Pinalito era un caserío en el estribo de una montaña, de unas 40 ó 50 casas y una tienda a la orilla de un río. Las intensas lluvias provocaron el deslizamiento de una gran masa de tierra, piedras y lodo que sepultó el lugar, obstruyó el cauce y lo represó. Las aguas retrocedieron y formando una presa quedaron debajo casas y tienda. Ya los vecinos aprovechaban que el agua no había reventado la cortina accidental y sacaban o trataban de salvar algunos alimentos. Nos detuvimos, todo estaba debajo de la tierra o del agua. Casi todas las personas se evacuaron. Todo sucedió en cuestión de minutos: sintieron un gran ruido parecido a algo que arrastraban, muchos pudieron ver lo que pasaba y daban la voz de alarma. El asunto era correr, salir de las casas.

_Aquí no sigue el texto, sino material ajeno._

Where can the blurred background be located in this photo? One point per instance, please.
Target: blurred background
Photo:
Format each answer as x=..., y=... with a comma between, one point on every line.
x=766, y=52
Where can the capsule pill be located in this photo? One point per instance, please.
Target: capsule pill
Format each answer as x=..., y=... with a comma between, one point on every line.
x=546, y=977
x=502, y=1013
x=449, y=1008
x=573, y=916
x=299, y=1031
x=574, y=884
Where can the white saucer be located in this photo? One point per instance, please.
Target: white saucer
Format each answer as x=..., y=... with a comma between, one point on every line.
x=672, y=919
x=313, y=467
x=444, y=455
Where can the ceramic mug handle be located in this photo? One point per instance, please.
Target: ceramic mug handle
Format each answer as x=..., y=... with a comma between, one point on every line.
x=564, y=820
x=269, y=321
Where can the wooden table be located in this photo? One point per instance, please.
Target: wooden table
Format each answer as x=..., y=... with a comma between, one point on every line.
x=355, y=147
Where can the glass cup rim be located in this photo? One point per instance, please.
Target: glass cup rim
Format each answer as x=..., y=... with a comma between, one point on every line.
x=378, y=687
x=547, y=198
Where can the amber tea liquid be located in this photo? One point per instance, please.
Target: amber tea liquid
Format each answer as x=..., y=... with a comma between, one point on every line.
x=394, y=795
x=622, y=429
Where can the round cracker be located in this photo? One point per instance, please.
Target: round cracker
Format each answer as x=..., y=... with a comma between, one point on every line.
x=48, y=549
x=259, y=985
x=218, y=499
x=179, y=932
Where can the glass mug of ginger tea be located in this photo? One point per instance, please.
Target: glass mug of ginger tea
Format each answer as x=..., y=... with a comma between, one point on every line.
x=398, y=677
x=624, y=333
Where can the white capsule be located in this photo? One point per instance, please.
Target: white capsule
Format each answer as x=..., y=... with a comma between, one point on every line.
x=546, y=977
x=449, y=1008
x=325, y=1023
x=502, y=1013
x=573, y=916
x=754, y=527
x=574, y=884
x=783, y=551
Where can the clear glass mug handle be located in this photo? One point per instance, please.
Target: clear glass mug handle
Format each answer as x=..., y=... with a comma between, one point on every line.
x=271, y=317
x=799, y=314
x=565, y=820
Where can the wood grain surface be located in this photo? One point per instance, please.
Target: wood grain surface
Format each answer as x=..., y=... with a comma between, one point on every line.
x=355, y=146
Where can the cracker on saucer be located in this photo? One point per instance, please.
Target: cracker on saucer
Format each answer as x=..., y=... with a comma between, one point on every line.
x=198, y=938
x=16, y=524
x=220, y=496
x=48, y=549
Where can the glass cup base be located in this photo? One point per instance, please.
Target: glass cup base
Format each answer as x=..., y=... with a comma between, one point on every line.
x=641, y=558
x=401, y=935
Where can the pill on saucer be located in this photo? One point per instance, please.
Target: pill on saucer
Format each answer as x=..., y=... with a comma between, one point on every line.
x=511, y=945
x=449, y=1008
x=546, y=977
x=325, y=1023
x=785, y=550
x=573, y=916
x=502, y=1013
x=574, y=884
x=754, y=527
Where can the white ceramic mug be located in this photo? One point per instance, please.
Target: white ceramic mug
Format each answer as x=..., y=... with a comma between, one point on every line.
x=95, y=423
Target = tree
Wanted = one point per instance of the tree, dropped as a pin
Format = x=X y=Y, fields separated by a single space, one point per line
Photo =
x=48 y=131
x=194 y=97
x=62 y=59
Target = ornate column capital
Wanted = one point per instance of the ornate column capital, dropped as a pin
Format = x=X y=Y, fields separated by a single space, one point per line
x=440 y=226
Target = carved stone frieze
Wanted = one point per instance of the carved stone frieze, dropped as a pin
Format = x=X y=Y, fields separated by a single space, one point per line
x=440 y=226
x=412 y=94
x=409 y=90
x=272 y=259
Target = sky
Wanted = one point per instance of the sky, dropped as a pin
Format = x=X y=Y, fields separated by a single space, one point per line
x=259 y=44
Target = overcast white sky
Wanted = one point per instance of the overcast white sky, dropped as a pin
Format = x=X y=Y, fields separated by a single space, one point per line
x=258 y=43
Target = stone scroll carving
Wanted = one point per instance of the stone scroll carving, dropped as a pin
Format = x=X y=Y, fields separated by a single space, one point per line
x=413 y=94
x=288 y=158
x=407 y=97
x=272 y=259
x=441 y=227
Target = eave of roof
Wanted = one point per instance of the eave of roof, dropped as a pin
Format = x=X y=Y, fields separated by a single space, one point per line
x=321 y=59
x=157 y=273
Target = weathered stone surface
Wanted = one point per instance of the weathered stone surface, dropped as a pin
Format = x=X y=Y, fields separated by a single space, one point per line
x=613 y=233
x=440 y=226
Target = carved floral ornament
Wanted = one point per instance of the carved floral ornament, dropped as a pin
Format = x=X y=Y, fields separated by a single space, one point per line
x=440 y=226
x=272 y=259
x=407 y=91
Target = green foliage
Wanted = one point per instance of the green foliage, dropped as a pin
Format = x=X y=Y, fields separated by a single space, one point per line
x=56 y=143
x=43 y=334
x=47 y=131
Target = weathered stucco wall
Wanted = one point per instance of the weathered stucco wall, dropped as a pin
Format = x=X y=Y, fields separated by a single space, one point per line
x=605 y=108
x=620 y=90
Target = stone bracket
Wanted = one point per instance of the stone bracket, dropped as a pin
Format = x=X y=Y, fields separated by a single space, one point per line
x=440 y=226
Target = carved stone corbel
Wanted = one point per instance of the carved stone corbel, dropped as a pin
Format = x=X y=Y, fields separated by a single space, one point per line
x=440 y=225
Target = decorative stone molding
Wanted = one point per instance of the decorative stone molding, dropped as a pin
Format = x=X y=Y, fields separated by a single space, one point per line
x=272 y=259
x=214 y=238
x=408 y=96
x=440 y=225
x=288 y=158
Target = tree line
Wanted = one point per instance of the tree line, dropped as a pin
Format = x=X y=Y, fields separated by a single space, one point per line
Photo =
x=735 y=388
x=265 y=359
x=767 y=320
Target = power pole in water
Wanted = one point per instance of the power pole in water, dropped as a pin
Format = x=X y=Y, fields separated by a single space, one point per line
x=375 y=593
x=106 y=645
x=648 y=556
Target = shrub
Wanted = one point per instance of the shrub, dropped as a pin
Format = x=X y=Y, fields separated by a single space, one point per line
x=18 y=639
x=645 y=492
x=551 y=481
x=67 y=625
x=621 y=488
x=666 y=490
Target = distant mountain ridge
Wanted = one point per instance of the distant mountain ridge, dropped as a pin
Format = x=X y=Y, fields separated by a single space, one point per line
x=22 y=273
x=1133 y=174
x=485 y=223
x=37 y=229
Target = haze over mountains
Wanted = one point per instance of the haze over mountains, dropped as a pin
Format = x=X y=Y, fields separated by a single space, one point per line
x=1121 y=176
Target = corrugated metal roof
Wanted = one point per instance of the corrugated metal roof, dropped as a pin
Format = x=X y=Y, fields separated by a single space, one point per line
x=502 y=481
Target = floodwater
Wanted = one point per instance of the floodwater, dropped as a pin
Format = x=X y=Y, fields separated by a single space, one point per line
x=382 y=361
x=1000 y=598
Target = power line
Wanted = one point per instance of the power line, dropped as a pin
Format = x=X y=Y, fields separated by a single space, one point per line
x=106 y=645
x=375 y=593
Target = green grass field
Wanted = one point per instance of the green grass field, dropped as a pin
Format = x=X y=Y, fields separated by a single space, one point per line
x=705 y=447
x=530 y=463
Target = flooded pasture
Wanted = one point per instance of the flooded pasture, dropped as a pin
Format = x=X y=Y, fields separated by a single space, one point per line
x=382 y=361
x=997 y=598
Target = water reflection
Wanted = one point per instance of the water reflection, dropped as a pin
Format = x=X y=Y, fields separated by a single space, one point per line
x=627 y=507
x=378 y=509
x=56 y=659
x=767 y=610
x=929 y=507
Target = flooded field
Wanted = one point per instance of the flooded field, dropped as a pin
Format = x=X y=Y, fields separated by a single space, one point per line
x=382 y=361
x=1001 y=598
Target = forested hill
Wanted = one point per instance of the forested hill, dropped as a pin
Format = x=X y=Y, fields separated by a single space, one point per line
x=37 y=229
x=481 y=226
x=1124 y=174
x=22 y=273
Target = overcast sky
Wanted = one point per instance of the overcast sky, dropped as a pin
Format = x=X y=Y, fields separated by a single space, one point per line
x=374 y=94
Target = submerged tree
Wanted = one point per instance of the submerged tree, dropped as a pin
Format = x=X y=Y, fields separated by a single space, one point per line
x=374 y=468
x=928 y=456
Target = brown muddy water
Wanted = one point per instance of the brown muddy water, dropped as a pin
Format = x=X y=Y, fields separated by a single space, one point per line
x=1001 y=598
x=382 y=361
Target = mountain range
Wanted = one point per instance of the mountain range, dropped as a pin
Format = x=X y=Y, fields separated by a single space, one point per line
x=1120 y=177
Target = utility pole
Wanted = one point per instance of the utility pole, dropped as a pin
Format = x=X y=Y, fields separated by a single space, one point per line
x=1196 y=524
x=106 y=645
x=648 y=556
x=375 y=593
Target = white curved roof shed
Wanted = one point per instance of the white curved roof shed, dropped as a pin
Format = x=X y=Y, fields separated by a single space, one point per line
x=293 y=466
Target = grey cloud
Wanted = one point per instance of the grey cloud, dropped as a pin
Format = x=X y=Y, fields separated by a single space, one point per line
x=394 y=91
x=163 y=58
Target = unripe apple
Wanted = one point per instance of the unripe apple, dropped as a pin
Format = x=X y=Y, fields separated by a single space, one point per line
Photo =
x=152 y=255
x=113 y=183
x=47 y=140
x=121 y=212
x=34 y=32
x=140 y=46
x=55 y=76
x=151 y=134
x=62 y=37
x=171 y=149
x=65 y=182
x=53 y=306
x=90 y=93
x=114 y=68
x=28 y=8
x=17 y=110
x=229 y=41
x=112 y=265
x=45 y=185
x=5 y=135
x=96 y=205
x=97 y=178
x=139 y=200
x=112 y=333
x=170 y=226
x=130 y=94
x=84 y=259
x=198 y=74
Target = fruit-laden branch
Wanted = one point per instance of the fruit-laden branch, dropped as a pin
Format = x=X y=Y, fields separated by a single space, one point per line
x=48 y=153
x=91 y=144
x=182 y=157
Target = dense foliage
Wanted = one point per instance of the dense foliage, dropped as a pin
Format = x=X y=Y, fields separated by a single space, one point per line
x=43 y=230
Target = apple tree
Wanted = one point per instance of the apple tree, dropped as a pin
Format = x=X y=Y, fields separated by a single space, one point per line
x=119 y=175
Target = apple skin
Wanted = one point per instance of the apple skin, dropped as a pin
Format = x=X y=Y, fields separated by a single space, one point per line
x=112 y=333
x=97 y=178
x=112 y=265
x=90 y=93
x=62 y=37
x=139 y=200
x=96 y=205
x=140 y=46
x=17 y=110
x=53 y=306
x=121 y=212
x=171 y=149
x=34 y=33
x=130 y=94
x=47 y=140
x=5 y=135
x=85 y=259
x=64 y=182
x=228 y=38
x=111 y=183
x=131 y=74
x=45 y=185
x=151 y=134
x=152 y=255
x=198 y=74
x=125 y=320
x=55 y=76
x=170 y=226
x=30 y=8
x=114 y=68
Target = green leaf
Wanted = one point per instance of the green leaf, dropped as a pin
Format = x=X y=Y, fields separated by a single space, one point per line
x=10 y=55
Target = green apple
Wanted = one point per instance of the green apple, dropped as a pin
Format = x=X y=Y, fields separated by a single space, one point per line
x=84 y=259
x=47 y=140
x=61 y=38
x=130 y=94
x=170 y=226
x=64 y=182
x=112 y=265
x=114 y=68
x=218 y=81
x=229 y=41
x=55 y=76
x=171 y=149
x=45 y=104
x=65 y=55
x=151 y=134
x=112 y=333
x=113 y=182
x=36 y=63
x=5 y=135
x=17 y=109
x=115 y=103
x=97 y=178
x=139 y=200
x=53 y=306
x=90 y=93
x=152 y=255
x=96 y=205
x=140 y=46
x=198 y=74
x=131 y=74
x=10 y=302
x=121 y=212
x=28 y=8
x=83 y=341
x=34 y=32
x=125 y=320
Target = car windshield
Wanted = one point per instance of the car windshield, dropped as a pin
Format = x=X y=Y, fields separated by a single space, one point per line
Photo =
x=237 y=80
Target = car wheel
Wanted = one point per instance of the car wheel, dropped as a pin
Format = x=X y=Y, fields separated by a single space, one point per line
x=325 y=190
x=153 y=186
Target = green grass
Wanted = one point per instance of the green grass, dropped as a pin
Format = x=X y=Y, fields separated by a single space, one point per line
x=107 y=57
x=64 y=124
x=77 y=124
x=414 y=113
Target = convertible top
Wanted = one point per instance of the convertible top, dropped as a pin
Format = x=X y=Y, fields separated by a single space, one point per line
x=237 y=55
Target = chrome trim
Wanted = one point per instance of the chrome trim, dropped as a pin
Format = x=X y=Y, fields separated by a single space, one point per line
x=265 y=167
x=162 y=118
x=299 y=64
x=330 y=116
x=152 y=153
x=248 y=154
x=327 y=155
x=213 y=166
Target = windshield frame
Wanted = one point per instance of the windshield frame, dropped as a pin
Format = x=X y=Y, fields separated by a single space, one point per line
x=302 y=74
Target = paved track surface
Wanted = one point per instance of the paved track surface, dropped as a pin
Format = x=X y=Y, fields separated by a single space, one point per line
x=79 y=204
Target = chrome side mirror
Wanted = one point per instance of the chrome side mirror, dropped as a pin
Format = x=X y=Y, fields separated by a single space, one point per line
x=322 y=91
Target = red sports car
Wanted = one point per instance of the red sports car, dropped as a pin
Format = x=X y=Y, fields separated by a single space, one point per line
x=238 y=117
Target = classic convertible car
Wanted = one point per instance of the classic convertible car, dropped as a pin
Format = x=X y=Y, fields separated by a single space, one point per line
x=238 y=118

    Llegamos a un alto donde había una escuela primaria. Existía gran agitación. Unos momentos antes había ocurrido allí entre aquellas personas un hecho dramático: una mujer joven gritaba en alta voz que no había podido sacar a su criatura y la llamaba a gritos, quería volver al lugar y era sujetada por familiares. Otra, también joven, le cantaba a la suya, a la que tenía envuelta en una manta. La que perdió el hijo, en uno de sus paseos en llanto, le llamó la atención la manta y le destapó la cara al niño. Entonces se lo arrebato gritando: ¡Es mi hija! ¡Es mi hija! La otra se aferraba al cuerpo de la criaturita, intervinieron los vecinos y comprobaron que la niña era de la que se lamentaba.
    En la tragedia ambas mujeres habían perdido a sus criaturas. Una de ellas salvó la de la otra pensando que era la suya, y ahora se aclaraba el asunto. A pesar de los gritos de la que tenía la niña, tuvo que entregarla. Así las sorprendió el amanecer, una arrullaba a su niña, la otra arrullaba en sus brazos vacíos a su niña ausente.